Did you know that the Pride Month is celebrated every June to commemorate the Stonewall Riots of 1969? These riots broke out as a retaliation for the police attack on Stonewall Inn, a gay bar in New York’s Greenwich Village. Having faced years of discrimination and harassment at the hands of authority, the gay folks couldn’t take the idea of even their secret haunts being raided by the police. The agitation found an escape through riots that lasted for three days and keep resonating to date. The riots paved the way for the subsequent LGBTQ movements and the formation of organisations that strengthened the movement like never before.
The purpose of starting my story with this piece of information is not to educate you about Pride Month or the LGBTQIA+ community (you’d have to do it yourself), but to signpost the spirit in which allyship for the community needs to be approached.
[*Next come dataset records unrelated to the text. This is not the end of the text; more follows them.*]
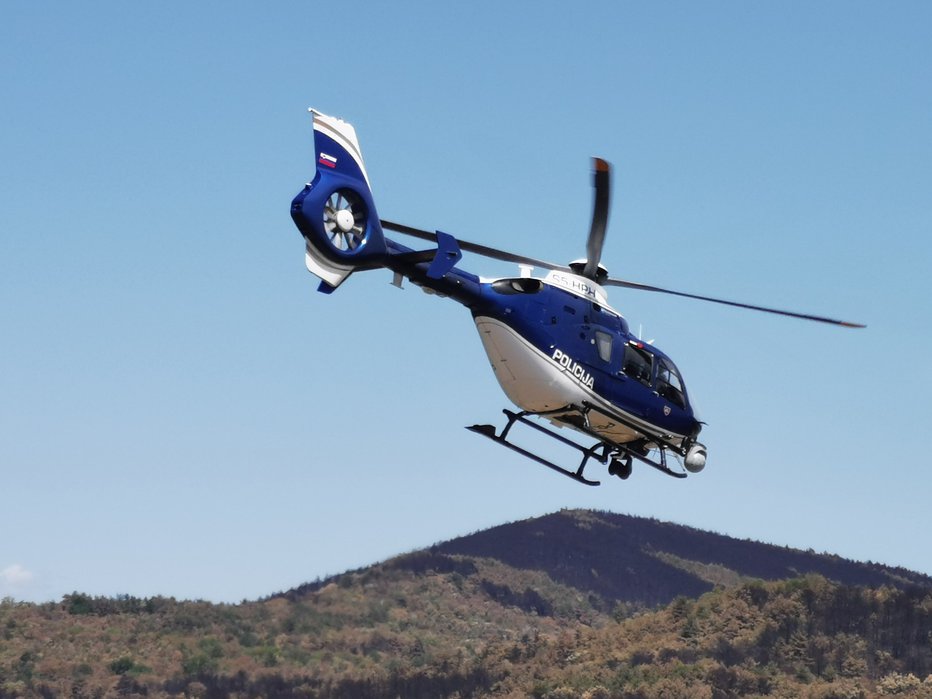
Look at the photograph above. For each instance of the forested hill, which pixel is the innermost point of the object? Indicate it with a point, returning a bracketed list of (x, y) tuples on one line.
[(566, 605), (645, 561)]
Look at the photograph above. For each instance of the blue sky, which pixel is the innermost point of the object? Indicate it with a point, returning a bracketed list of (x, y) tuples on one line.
[(182, 414)]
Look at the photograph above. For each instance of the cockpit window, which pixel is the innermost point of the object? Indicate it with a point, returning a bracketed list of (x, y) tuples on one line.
[(669, 383), (637, 363), (520, 285)]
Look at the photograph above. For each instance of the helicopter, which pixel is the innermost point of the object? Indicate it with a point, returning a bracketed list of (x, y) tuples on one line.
[(559, 351)]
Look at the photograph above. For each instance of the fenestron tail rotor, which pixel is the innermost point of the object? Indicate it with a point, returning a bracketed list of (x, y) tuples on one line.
[(345, 220)]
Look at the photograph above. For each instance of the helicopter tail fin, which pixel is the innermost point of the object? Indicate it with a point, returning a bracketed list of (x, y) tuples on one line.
[(335, 211)]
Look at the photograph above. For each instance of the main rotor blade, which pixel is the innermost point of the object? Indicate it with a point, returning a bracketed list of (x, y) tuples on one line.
[(792, 314), (493, 253), (601, 181)]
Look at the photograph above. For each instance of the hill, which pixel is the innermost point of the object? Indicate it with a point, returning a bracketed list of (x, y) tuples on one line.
[(572, 604), (643, 561)]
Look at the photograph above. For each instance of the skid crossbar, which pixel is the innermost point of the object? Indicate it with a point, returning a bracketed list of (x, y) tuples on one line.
[(598, 451)]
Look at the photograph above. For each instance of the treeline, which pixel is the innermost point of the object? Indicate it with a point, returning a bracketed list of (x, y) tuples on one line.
[(803, 637)]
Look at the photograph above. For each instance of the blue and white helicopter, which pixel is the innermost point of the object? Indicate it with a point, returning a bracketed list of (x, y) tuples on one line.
[(560, 352)]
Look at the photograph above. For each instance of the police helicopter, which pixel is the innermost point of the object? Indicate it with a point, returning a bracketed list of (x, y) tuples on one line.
[(560, 352)]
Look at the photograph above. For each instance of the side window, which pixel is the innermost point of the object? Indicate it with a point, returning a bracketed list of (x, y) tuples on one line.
[(637, 363), (603, 342), (669, 384)]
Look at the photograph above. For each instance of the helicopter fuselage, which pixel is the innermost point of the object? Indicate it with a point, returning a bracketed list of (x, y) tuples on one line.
[(558, 350)]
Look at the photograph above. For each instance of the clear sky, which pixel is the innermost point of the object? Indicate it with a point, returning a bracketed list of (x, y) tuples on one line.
[(181, 413)]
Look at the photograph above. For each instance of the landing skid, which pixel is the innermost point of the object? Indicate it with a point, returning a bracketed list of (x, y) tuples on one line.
[(599, 451), (618, 456)]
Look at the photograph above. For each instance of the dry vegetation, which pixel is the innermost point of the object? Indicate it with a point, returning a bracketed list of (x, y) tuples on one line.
[(438, 625)]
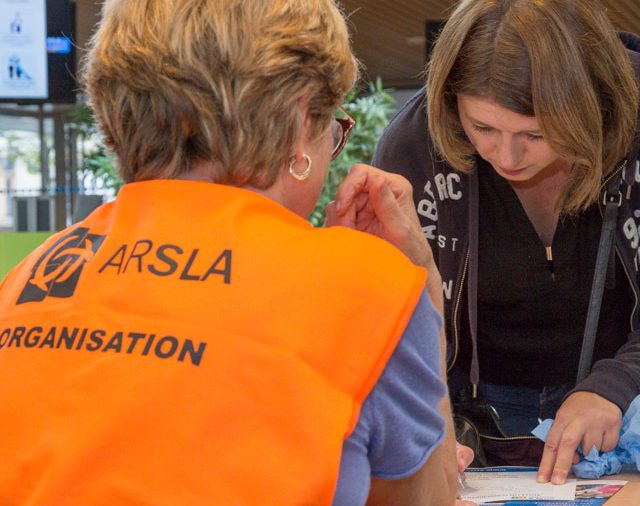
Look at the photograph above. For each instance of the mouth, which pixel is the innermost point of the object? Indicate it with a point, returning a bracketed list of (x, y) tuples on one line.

This Pride Month, as the celebrations go virtual, the LGBTQ+ community needs your allyship more than ever. And while fact-checking, like we just did, is an important stepping stone for the newly initiated, there’s still so much more that needs to be done.
In fact, chances are you might have called yourself an ally all this while and still must have continued to indulge in actions counter-productive to the LGBTQ+ discourse. To help you with the same, we have thus compiled a list of ways in which you can work towards becoming a better ally to the LGBTQ+ fam. Read on:
To really understand the space that someone else comes from it’s very important to evaluate your own as the first step. If your identity as a man or a woman is in alliance with the sex assigned to you at birth, it makes you a cis (cisgender) person and irrespective of the fact that we take it for granted, this identity comes with a ton of privileges. From personal expression to marriage rights, we are talking about the kind of privileges that you would not be able to imagine your life without. And yet they are privileges when you compare your life with so many in the LGBTQIA+ umbrella.
‘Hey, I am reading this article to become an ally, how can I be prejudiced?!?!’ one might ask. Well, there are a plethora of ways in which our prejudices and conditioning manifest themselves. Thus, seeking to be an ally for the cool gay person in your office but flinching from the idea of the transgender person who shows up all decked up is also prejudice. When you seek to be an ally, you have to be an ally to everyone, irrespective of their sex or gender. Understand that a true ally wouldn’t discriminate on the basis of sex, colour or gender expression.
Besides being the Pride Month, June also happens to be the month in which same-sex marriages were legalised in the US in 2015. Imagine, it took the LGBTQ+ community almost half a century to legally pursue one of the most human needs: companionship! Sadly in India, same-sex marriage is yet to be legalised. Educating yourself about their history is important to actually associate with their cause. Read about the concept of “social constructs,” gender makeup, and the history of oppression that all of this comes with. Read why the Transgender Persons (Protection of Rights) Act, 2019 isn’t what it sounds like, read about how it curbs so many of their rights instead of empowering them. To be an ally, it is important to know their story as well as their collective history. Also, don’t seek them to educate you on the same, do it for yourself.
Most of us have grown up in a heteronormative society where pronounces like “he,” “she,” “him,” “her,” keep reigning the narrative. However, your education about the queer community would quickly teach you about the other pronouns that exist, “they,” “them,” “zer” to name a few. Now, since it is new to you don’t freak out if you don’t know what pronoun someone would like to be addressed with. You can always politely ask them. And in case, you end up using the wrong one, apologise sincerely, correct yourself and don’t embarrass them by making a huge deal out of it.
As an ally, your aim should be to support the LGBTQ+ community and amplify their voice when they raise it. You don’t come from the space of prejudice and injustice that they come from and that’s why you cannot tell their stories the way they would. Thus, cheer for them when they take up space, amplify these narratives but make sure you don’t overpower them.
Being an ally does not just mean you accept and support the LGBTQ+ community. It also means that you educate and sensitise those who don’t. I have been in a year-long conversation on the topic with my mom now and while we have come quite far, she still has a long way to go. The entire idea of allyship goes obsolete if you don’t educate those who refuse to listen to the community or accept them as equals.
Okay, this might sound counter-productive but this is an integral step towards recognising the LGBTQ+ folks as one of you. Let them be human, let them have their flaws, cut them some slack, and let them disappoint you or make amends when need be. Also, let them disappoint you when it comes to their image in your head (all thanks to stereotypical media representations). Let them be humans. Just, let them be.
Lastly, this Pride Month, join them in their virtual celebrations by floating message of support, cheer, and their unyielding spirit. Remember, every bit counts.